XML, XPath, XSLT, and XQuery Notes
Compilation (Detailed Version)
Part 1: XML and XML Schema
What is XML?
XML (eXtensible Markup Language) is a standard for storing, structuring, and distributing data
over the Web. Unlike HTML, which is designed to display data, XML is designed to carry data.
XML documents are self-descriptive, meaning they provide information on both the structure
and value of the data.
Key Characteristics of XML:
Standard for Web Data Exchange: XML allows for automatic interpretation of content
across different platforms and systems.
Simple and Text-based: XML is easy to read and can handle upgrades across operating
systems, software, and browsers.
Extensible: Users can define their own elements and attributes.
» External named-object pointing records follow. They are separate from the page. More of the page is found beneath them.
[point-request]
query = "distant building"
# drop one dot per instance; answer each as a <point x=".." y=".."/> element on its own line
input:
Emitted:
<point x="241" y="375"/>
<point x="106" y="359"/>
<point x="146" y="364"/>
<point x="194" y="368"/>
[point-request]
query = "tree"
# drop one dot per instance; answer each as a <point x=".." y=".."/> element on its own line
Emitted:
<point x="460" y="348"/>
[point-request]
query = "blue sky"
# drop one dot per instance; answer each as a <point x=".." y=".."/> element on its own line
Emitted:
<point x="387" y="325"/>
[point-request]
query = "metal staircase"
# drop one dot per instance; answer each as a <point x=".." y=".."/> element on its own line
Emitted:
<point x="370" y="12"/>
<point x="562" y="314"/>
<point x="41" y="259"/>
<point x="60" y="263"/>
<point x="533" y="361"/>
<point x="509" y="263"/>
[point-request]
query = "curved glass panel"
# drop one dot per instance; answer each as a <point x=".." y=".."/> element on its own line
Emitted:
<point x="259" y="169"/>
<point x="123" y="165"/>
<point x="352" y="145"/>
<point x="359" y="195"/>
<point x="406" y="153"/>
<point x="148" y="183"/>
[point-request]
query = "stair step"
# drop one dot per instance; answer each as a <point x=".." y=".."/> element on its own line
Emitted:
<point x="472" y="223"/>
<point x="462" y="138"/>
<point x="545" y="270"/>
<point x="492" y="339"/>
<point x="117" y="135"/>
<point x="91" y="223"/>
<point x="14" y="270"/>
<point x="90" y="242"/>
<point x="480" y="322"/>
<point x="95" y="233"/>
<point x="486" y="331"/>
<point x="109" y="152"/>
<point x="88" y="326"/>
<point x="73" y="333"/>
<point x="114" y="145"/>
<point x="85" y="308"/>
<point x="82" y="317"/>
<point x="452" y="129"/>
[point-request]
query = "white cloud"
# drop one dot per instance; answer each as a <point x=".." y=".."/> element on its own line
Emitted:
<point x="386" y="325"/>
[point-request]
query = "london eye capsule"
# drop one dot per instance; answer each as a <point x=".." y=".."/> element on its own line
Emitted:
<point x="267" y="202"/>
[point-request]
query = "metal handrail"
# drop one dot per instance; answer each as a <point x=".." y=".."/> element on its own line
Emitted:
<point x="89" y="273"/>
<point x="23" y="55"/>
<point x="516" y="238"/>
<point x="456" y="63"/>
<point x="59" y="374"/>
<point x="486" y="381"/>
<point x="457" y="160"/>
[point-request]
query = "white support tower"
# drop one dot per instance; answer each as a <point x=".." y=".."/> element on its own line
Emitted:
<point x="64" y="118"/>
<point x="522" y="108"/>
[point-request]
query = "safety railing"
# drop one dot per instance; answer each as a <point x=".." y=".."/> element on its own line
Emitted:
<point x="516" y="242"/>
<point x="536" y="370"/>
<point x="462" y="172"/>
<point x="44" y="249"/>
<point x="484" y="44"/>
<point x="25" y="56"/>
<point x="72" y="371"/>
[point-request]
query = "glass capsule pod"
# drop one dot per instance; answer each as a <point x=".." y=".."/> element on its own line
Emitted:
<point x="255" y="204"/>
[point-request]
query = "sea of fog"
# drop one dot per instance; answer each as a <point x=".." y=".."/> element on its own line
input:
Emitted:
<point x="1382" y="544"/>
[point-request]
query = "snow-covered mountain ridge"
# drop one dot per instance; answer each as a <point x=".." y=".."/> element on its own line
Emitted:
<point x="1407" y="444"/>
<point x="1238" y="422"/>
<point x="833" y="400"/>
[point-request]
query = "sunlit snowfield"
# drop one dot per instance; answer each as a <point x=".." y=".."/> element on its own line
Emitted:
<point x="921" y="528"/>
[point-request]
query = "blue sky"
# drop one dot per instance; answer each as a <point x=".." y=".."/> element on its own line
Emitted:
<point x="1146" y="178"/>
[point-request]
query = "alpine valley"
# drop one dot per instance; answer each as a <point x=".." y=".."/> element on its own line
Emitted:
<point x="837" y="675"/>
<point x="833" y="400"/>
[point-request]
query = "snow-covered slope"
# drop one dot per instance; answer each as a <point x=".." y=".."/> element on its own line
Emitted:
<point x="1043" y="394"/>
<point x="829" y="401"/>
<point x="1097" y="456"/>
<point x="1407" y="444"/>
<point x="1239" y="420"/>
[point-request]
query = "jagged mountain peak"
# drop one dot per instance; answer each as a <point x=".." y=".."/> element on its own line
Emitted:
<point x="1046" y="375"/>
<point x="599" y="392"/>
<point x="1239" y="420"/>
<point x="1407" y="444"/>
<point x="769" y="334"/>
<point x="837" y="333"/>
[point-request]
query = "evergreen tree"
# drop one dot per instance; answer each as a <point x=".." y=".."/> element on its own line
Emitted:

Separation of Content and Presentation: XML separates the data content from its
presentation, making it easy to reuse data across multiple platforms.
XML Data Model - Tree Structure
XML documents are structured as trees with a root element and sub-elements. Each element can
have attributes and child elements. Elements, tags, and attributes are the building blocks of an
XML document.
Example of XML Document:
<STAFFLIST>
<STAFF>
<STAFFNO>SL21</STAFFNO>
<NAME>
<FNAME>John</FNAME>
<LNAME>White</LNAME>
</NAME>
<POSITION>Manager</POSITION>
</STAFF>
</STAFFLIST>
Tree Structure Representation:
Root Node: STAFFLIST
Child Node: STAFF
Attributes: branchNo in <STAFF branchNo="B005">
Sub-elements: STAFFNO, NAME, POSITION
Part 2: XPath - XML Path Language
What is XPath?
XPath is a language used to address and navigate through elements and attributes in an XML
document. It uses a path-like syntax to identify nodes in an XML document.
Key Terminology:
Parent Node: A node that contains another node within it.
Child Node: A node directly under another node.
Ancestor Node: All nodes that exist higher up the tree structure.
Descendant Node: All nodes that exist lower down the tree structure.
Basic XPath Syntax:
/ indicates the root node.
// selects nodes from anywhere in the document.
. refers to the current node.
.. refers to the parent node.
Example XPath Queries:
//STAFF[1]: Selects the first STAFF element.
//STAFF[@branchNo="B003"]: Selects STAFF elements with a branchNo attribute of
B003.
//STAFF[POSITION="Manager"]: Selects STAFF elements where the POSITION is
Manager.
Part 3: XSLT - Extensible Stylesheet Language
Transformations
What is XSLT?
XSLT is a language for transforming XML documents into other formats, such as HTML, PDF,
or other XML documents. It uses templates to match parts of an XML document and apply
specific transformations.
Key Features of XSLT:
Independent of Programming: Transformations are written in a separate XSL
stylesheet.
Reusable Templates: Templates can be reused for different XML documents.
Flexible Output: XSLT can generate various output formats depending on the
transformation rules.
Example XSLT Code:
<xsl:stylesheet version="1.0"
xmlns:xsl="http://www.w3.org/1999/XSL/Transform">
<xsl:template match="/">
<html>
<body>
<h2>Staff List</h2>
<xsl:for-each select="STAFFLIST/STAFF">
<p>
<xsl:value-of select="NAME/FNAME"/>
<xsl:value-of select="NAME/LNAME"/>
</p>
</xsl:for-each>
</body>
</html>
</xsl:template>
</xsl:stylesheet>
Output Example:
HTML Page displaying the names of staff members from the XML document.
Part 4: XQuery - Querying XML Documents
What is XQuery?
XQuery is a query language designed for extracting and manipulating data from XML
documents. It is analogous to SQL for databases and is widely used in XML-based databases.
Benefits of XQuery:
Can query both hierarchical and tabular data.
Useful for transforming XML documents into other formats.
Supports building web pages from XML data.
Basic XQuery Syntax:
for $staff in doc("dreamhome_stafflist.xml")/STAFFLIST/STAFF
where $staff/POSITION="Manager"
return $staff/NAME
FLWOR Expressions: FLWOR stands for FOR, LET, WHERE, ORDER, RETURN. It is a
powerful feature of XQuery for querying and transforming XML data.
Example:
for $i in 1 to 3
return <value>{$i}</value>
Output:
<value>1</value>
<value>2</value>
<value>3</value>
Using Predicates:
doc("dreamhome_stafflist.xml")//STAFF[POSITION="Manager"]: Retrieves
STAFF elements with the POSITION "Manager".
doc("dreamhome_stafflist.xml")//STAFF[@branchNo="B005"]//FNAME: Retrieves
first names of staff members in branch B005.
Conclusion:
Understanding XML, XPath, XSLT, and XQuery is crucial for working with semi-structured
data and integrating data across various applications. XML provides a flexible way to represent
data, XPath and XSLT enable navigation and transformation of XML documents, and XQuery
allows for powerful querying and manipulation of XML data.